Prompt Engineering and Calling
How to develop and call your Prompts on Humanloop
This guide will explain how the basics of prompt engineering and how call your Prompts on Humanloop.
Prompts are callable either as an API (via the Humanloop proxy) or you can use the SDK to call the model provider directly and log the data to Humanloop asynchronously.
Using Prompts
Once you have created your Prompt, you can call it as an API to generate responses from the large language model directly. You supply and query-time data such as input values or user messages, and the model will respond with its text output.
Alternatively, you can log directly to Humanloop with the POST /prompts/log
endpoint. This enables you to manage calling the model provider and logging the data seperately, while still versioning the Prompts in Humanloop and benefiting from the evaluation features.

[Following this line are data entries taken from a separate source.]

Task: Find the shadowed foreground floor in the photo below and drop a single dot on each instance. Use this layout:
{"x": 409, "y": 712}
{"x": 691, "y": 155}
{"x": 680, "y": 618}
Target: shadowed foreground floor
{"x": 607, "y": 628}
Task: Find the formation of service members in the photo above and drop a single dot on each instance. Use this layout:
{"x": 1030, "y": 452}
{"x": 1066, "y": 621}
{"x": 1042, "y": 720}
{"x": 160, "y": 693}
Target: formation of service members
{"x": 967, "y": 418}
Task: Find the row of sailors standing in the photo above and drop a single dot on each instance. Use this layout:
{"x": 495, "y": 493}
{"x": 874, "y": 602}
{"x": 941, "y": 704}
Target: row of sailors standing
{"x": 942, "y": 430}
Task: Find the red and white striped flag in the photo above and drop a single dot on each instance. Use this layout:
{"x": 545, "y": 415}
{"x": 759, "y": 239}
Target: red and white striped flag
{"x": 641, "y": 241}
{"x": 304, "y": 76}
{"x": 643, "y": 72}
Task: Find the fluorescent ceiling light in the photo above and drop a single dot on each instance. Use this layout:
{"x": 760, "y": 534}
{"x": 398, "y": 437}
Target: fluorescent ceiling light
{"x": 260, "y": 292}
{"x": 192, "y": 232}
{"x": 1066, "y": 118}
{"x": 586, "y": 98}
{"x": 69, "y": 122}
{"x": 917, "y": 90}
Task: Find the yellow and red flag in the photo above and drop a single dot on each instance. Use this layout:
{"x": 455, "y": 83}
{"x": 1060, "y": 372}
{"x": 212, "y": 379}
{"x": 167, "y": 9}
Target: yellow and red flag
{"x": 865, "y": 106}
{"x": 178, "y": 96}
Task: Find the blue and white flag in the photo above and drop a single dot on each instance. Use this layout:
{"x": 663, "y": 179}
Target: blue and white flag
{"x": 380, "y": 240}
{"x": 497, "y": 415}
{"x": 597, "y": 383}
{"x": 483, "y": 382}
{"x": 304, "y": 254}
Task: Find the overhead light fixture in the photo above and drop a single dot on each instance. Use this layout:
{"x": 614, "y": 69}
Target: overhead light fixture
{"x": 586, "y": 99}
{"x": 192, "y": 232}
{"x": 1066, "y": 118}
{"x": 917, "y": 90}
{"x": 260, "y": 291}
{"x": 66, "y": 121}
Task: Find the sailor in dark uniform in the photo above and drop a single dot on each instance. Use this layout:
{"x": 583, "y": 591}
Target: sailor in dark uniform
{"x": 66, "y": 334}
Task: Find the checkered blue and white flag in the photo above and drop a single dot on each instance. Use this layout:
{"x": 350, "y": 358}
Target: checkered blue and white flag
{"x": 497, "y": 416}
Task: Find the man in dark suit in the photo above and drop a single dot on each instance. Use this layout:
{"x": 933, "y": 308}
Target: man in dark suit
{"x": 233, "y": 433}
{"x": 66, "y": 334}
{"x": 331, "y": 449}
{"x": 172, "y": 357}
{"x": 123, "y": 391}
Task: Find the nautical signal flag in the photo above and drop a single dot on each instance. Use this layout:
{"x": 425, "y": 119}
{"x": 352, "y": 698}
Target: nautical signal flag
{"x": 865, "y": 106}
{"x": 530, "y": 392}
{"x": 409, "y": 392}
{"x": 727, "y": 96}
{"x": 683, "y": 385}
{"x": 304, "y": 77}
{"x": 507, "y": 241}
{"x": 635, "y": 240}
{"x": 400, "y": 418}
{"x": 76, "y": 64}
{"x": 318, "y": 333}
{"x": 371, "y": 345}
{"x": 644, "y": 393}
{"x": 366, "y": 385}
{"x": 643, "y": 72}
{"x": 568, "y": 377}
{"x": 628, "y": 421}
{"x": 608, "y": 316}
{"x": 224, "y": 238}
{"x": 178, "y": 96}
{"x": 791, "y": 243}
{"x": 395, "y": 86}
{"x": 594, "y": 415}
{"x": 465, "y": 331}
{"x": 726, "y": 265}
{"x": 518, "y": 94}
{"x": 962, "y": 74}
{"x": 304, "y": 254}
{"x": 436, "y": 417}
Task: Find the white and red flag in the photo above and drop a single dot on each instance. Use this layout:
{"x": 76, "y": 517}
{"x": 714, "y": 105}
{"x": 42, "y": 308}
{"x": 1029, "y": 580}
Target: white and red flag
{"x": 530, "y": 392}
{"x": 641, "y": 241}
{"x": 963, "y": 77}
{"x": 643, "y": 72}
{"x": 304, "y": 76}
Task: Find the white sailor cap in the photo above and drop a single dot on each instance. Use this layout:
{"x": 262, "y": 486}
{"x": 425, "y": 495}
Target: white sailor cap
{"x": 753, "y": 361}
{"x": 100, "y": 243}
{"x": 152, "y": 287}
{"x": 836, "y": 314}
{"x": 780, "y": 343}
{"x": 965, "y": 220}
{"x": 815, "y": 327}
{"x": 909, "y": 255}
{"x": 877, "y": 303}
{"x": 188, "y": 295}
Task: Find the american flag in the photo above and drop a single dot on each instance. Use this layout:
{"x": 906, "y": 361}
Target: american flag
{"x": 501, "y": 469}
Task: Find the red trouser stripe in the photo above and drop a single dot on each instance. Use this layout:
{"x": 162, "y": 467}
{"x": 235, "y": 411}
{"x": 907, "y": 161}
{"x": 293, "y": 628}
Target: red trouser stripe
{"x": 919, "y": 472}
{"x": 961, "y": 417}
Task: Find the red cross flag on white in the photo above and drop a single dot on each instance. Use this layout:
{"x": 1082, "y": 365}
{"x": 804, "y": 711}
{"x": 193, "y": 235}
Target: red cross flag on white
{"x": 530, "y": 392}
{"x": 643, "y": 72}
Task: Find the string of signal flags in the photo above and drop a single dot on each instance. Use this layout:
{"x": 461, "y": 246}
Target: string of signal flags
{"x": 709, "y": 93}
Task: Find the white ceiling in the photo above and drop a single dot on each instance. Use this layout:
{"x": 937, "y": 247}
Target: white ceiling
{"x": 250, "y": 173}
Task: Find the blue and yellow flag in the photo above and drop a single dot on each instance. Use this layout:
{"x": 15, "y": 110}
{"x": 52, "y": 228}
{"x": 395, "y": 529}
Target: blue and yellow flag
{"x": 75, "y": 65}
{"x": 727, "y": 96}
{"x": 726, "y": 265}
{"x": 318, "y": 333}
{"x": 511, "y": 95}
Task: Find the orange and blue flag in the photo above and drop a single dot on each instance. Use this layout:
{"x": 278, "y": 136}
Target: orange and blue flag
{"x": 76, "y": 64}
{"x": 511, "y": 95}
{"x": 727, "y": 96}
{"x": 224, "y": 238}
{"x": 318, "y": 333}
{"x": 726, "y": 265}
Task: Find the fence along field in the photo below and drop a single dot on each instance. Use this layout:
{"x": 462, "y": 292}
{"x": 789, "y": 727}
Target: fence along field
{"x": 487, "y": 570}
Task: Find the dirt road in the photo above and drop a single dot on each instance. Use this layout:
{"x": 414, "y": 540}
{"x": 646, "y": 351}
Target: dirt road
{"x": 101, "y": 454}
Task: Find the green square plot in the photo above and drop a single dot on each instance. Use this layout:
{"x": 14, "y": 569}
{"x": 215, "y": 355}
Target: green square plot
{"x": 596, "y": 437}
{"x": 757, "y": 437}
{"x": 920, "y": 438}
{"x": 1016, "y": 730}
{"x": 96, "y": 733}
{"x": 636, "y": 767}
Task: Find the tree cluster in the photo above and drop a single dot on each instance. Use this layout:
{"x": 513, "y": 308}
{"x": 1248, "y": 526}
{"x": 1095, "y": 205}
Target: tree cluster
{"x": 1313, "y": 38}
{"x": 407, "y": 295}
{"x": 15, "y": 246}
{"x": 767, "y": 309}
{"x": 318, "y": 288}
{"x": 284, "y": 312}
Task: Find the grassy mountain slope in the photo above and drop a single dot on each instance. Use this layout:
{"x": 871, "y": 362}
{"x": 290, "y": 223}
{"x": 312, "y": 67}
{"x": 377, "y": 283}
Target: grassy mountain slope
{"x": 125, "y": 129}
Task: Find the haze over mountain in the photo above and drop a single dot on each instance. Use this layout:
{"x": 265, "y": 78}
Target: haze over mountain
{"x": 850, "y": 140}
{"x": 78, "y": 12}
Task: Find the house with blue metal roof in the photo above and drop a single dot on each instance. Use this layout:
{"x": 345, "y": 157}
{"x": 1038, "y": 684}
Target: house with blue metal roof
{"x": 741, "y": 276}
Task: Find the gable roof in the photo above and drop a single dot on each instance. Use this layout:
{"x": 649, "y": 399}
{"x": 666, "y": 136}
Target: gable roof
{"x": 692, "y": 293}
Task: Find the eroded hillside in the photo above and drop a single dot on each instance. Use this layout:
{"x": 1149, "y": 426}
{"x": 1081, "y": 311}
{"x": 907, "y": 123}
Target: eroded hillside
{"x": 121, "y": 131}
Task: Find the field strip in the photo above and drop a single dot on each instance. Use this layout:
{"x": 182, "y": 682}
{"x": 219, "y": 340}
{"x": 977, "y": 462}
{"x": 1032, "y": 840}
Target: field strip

Proxying your LLM calls vs async logging
The easiest way to both call the large language model with your Prompt and to log the data is to use the Prompt.call()
method (see the guide on Calling a Prompt) which will do both in a single API request. However, there are two main reasons why you may wish to log the data seperately from generation:
- You are using your own model that is not natively supported in the Humanloop runtime.
- You wish to avoid relying on Humanloop runtime as the proxied calls adds a small additional latency, or
The prompt.call()
Api encapsulates the LLM provider calls (for example openai.Completions.create()
), the model-config selection and logging steps in a single unified interface. There may be scenarios that you wish to manage the LLM provider calls directly in your own code instead of relying on Humanloop.
Humanloop provides a comprehensive platform for developing, managing, and versioning Prompts, Tools and your other artifacts of you AI systems. This explainer will show you how to create, version and manage your Prompts, Tools and other artifacts.
You can also use Prompts without proxying through Humanloop to the model provider and instead call the model yourself and explicitly log the results to your Prompt.
Prompt Engineering
Understanding the best practices for working with large language models can significantly enhance your application’s performance. Each model has its own failure modes, and the methods to address or mitigate these issues are not always straightforward. The field of “prompt engineering” has evolved beyond just crafting prompts to encompass designing systems that incorporate model queries as integral components.
For a start, read our Prompt Engineering 101 guide which covers techniques to improve model reasoning, reduce the chances of model hallucinations, and more.
Prompt templates
Inputs are defined in the template through the double-curly bracket syntax e.g. {{topic}}
and the value of the variable will need to be supplied when you call the Prompt to create a generation.
This separation of concerns, keeping configuration separate from the query time data, is crucial for enabling you to experiment with different configurations and evaluate any changes. The Prompt stores the configuration and the query time data in Logs, which can then be used to create Datasets for evaluation purposes.
Tool Use (Function Calling)
Certain large language models support tool use or “function calling”. For these models, you can supply the description of functions and the model can choose to call one or more of them by providing the values to call the functions with.
Function calling enables the model to perform various tasks:
1. Call external APIs: The model can translate natural language into API calls, allowing it to interact with external services and retrieve information.
2. Take actions: The model can exhibit agentic behavior, making decisions and taking actions based on the given context.
3. Provide structured output: The model’s responses can be constrained to a specific structured format, ensuring consistency and ease of parsing in downstream applications.
Tools for function calling can be defined inline in the Prompt editor in which case they form part of the Prompt version. Alternatively, they can be pulled out in a Tool file which is then referenced in the Prompt.
Each Tool has functional interface that can be supplied as the JSON Schema needed for function calling. Additionally, if the Tool is executable on Humanloop, the result of any tool will automatically be inserted into the response in the API and in the Editor.
Dealing with sensitive data
When working with sensitive data in your AI applications, it’s crucial to handle it securely. Humanloop provides options to help you manage sensitive information while still benefiting from our platform’s features.
If you need to process sensitive data without storing it in Humanloop, you can use the save: false
parameter when making calls to the API or logging data. This ensures that only metadata about the request is stored, while the actual sensitive content is not persisted in our systems.
For PII detection, you can set up Guardrails to detect and prevent the generation of sensitive information.